Monday, February 8, 2010

Fundamentally Tragic

I'm currently reading Arnold Rampersad's 2007 biography of Ralph Ellison, and enjoying it quite a bit. So I was interested to read this Stanley Crouch piece about the recently published manuscript, over 1100 pages long, of Ellison's unfinished second novel.

Here's a particularly scintillating passage from Crouch:

Ellison’s trouble is obvious in what we have before us now. He knew much too much and was much too conscious of what he wanted his novel to do and achieve. He could neither bunt nor swing for a base hit. Only a grand slam would do, bases loaded and the ball leaving the enclosed field on the way to a landing in the parking lot, where it would be lost under the uncountable cars covering almost every inch of the asphalt. Whenever that did not happen to his satisfaction, Ellison sullenly returned to the bench and brooded until his inspiration brought him back to the plate. That seems to have been his tragedy.
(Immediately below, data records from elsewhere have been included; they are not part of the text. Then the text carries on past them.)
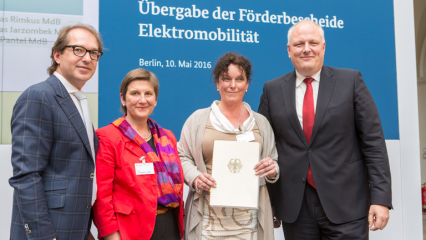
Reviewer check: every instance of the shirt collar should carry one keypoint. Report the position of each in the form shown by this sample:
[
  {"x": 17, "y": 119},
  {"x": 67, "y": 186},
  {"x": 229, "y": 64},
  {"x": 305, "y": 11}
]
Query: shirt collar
[
  {"x": 300, "y": 77},
  {"x": 68, "y": 86}
]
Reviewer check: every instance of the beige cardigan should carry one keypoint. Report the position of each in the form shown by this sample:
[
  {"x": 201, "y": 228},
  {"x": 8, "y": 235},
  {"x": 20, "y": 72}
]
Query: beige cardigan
[{"x": 190, "y": 153}]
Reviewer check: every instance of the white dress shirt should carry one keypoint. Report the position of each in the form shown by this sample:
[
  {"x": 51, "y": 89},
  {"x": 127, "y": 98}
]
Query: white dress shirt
[
  {"x": 300, "y": 93},
  {"x": 71, "y": 89}
]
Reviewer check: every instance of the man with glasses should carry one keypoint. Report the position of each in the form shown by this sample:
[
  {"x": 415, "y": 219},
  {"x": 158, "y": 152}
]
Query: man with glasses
[{"x": 54, "y": 145}]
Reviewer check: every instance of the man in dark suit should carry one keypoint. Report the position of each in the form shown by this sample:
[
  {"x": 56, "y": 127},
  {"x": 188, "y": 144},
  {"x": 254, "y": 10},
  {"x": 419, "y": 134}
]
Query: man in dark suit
[
  {"x": 53, "y": 145},
  {"x": 335, "y": 180}
]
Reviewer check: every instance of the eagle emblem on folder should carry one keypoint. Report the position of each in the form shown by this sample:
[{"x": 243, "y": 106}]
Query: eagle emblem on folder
[{"x": 235, "y": 165}]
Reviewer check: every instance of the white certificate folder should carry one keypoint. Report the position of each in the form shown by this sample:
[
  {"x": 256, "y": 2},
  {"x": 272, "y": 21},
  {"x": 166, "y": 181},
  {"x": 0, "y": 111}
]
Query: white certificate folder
[{"x": 233, "y": 170}]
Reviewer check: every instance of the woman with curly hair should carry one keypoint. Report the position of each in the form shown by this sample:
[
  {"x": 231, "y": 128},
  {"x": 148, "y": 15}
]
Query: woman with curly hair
[{"x": 224, "y": 120}]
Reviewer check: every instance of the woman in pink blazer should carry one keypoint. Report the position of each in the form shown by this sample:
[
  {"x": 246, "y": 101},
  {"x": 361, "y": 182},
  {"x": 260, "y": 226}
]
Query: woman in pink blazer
[{"x": 139, "y": 174}]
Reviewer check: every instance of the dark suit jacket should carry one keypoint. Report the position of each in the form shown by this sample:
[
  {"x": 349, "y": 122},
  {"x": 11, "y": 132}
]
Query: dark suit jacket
[
  {"x": 347, "y": 152},
  {"x": 52, "y": 165}
]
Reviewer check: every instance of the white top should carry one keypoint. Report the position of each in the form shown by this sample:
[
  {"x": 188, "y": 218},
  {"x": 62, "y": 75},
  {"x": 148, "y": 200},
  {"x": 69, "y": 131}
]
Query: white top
[
  {"x": 300, "y": 93},
  {"x": 71, "y": 89}
]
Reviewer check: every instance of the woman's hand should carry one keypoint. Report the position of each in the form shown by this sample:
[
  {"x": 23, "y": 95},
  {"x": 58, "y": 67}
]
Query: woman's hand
[
  {"x": 266, "y": 167},
  {"x": 113, "y": 236},
  {"x": 204, "y": 182}
]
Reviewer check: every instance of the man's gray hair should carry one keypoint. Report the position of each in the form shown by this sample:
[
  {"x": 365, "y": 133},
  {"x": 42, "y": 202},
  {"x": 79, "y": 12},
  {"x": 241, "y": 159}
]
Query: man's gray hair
[{"x": 290, "y": 31}]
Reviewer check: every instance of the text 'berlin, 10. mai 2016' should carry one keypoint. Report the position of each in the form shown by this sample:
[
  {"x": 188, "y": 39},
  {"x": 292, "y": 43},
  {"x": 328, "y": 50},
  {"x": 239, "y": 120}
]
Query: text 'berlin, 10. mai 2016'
[{"x": 228, "y": 35}]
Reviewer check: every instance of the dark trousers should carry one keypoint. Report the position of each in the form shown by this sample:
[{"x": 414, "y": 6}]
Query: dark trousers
[
  {"x": 313, "y": 224},
  {"x": 166, "y": 227}
]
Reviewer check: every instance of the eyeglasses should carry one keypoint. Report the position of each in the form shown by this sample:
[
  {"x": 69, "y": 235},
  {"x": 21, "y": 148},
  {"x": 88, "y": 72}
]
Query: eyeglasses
[{"x": 80, "y": 51}]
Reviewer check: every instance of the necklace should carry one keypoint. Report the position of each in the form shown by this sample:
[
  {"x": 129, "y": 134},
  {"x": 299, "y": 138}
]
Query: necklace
[{"x": 239, "y": 127}]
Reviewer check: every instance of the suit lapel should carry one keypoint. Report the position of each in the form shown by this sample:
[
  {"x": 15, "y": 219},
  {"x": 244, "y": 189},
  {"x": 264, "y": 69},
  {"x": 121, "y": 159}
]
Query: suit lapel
[
  {"x": 67, "y": 104},
  {"x": 325, "y": 90},
  {"x": 288, "y": 87}
]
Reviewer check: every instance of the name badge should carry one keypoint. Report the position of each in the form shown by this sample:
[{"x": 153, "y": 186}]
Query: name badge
[
  {"x": 144, "y": 168},
  {"x": 245, "y": 137}
]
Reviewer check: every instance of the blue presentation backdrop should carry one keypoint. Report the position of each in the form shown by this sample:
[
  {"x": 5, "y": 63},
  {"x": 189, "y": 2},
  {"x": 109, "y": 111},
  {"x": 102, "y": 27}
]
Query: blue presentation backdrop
[{"x": 180, "y": 41}]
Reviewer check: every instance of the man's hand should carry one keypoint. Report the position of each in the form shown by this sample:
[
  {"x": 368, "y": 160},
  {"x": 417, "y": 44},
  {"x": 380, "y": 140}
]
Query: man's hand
[{"x": 378, "y": 216}]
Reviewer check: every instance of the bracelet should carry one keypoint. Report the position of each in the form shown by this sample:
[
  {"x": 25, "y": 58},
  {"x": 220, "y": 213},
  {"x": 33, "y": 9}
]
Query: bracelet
[{"x": 199, "y": 191}]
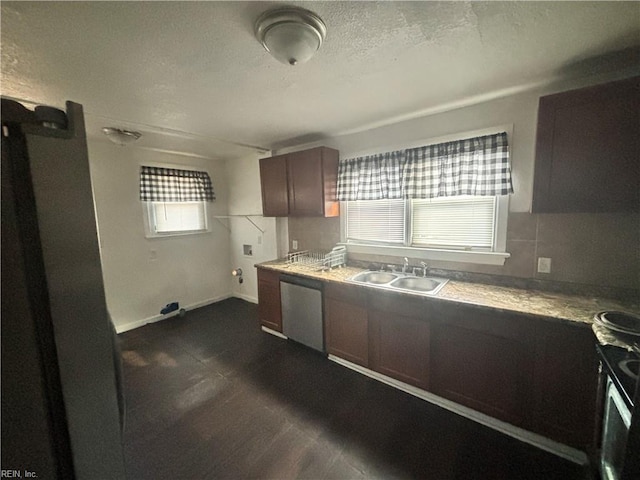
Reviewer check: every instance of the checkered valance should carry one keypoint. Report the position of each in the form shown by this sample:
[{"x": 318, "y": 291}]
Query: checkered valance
[
  {"x": 474, "y": 166},
  {"x": 174, "y": 185}
]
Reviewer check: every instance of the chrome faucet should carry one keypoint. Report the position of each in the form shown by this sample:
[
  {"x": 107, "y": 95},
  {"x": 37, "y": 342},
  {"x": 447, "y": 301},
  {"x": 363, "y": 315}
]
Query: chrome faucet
[{"x": 425, "y": 267}]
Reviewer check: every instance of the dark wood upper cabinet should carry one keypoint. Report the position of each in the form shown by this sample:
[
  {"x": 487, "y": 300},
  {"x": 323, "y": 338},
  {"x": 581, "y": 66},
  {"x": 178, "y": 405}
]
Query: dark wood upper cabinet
[
  {"x": 565, "y": 385},
  {"x": 300, "y": 184},
  {"x": 588, "y": 150},
  {"x": 269, "y": 307},
  {"x": 273, "y": 179}
]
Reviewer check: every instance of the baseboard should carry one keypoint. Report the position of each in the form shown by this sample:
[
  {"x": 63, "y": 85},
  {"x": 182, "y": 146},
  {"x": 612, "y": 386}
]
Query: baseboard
[
  {"x": 273, "y": 332},
  {"x": 568, "y": 453},
  {"x": 156, "y": 318},
  {"x": 248, "y": 298}
]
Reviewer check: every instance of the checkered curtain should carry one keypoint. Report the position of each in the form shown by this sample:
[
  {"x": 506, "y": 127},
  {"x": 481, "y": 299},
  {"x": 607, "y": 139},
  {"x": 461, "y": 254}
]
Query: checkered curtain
[
  {"x": 373, "y": 177},
  {"x": 474, "y": 166},
  {"x": 174, "y": 185}
]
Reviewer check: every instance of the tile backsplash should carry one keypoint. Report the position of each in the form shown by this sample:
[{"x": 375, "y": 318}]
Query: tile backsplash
[{"x": 591, "y": 249}]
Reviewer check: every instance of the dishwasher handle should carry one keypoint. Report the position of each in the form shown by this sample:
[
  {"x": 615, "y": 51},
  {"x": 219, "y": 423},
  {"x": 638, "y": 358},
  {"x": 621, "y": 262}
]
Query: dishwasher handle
[{"x": 301, "y": 281}]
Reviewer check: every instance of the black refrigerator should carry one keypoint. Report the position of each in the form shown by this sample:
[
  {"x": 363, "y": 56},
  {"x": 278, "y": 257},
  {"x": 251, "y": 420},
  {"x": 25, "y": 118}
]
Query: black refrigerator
[{"x": 62, "y": 401}]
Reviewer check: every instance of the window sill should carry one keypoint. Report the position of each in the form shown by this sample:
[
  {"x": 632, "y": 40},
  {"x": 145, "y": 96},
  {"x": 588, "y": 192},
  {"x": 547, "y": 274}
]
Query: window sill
[
  {"x": 150, "y": 235},
  {"x": 482, "y": 258}
]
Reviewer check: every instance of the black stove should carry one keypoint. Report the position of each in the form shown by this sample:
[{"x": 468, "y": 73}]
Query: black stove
[{"x": 622, "y": 366}]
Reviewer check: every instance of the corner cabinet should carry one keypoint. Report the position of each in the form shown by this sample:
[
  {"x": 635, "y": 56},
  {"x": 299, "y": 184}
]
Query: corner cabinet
[
  {"x": 346, "y": 323},
  {"x": 300, "y": 184},
  {"x": 588, "y": 150},
  {"x": 533, "y": 373},
  {"x": 269, "y": 307}
]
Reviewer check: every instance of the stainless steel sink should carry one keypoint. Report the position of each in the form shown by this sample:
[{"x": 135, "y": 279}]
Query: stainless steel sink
[
  {"x": 418, "y": 284},
  {"x": 377, "y": 278},
  {"x": 400, "y": 282}
]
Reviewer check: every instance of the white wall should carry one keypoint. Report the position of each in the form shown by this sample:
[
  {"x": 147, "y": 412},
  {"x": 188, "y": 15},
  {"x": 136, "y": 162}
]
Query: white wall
[
  {"x": 245, "y": 206},
  {"x": 193, "y": 270}
]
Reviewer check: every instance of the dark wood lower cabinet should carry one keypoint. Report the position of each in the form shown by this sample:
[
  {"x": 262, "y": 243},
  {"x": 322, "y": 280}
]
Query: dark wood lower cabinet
[
  {"x": 399, "y": 347},
  {"x": 346, "y": 331},
  {"x": 486, "y": 372},
  {"x": 269, "y": 308}
]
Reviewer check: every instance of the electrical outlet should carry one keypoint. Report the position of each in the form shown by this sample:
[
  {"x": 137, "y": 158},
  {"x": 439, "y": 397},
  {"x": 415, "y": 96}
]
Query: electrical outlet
[{"x": 544, "y": 265}]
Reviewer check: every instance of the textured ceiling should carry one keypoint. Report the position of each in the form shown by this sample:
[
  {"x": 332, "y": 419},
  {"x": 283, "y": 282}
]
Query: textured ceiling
[{"x": 193, "y": 71}]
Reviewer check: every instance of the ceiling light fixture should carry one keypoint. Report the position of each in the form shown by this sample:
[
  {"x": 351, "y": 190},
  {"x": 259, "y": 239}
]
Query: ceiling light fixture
[
  {"x": 121, "y": 137},
  {"x": 292, "y": 35}
]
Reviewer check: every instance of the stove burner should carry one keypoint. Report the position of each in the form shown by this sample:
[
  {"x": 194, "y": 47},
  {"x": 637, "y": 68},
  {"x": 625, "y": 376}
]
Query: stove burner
[{"x": 631, "y": 367}]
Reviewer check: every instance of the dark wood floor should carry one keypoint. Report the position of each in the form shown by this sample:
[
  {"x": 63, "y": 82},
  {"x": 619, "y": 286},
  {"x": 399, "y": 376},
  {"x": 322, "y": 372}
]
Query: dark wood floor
[{"x": 210, "y": 395}]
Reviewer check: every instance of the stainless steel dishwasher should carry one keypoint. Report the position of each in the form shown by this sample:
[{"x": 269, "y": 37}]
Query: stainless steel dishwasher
[{"x": 301, "y": 300}]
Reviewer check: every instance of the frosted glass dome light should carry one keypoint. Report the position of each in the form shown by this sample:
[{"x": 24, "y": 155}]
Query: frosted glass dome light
[{"x": 292, "y": 35}]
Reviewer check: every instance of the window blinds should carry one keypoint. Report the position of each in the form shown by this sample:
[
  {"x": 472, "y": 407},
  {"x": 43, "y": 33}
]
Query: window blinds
[{"x": 454, "y": 222}]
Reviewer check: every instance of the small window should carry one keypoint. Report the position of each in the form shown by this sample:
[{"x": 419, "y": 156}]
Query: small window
[
  {"x": 464, "y": 222},
  {"x": 174, "y": 218},
  {"x": 174, "y": 200}
]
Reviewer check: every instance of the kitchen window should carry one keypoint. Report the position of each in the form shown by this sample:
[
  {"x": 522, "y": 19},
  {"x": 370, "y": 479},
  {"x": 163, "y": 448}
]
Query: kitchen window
[
  {"x": 435, "y": 217},
  {"x": 175, "y": 200}
]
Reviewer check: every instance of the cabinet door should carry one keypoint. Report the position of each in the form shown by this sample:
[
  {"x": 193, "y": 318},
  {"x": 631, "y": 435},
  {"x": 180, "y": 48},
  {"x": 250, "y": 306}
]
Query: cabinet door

Ellison appears to have wanted his piece of the crown worn only by two novelists before him, Melville and Faulkner....

Ralph Ellison may well have been up to the challenge that Faulkner threw down because his experience was broad enough to create a reasonable distrust of the academy, although he became, as an inarguably splendid intellectual, a symbol of the academy at its best. He knew how to put historical facts together with lasting ideas and the new conceptions of modern life that were continually changing while adhering to deathless, classical concerns.

Ellison was suspicious of the right and the left, the capitalists and the Marxists, the corporations and the workers, the whites and the non-whites, the rich and the poor, the religious and the atheists, and every other human variation. He was aware of how often those of any persuasion had been wrong as long as the day goes on. This meant that the Ellison vision was fundamentally tragic.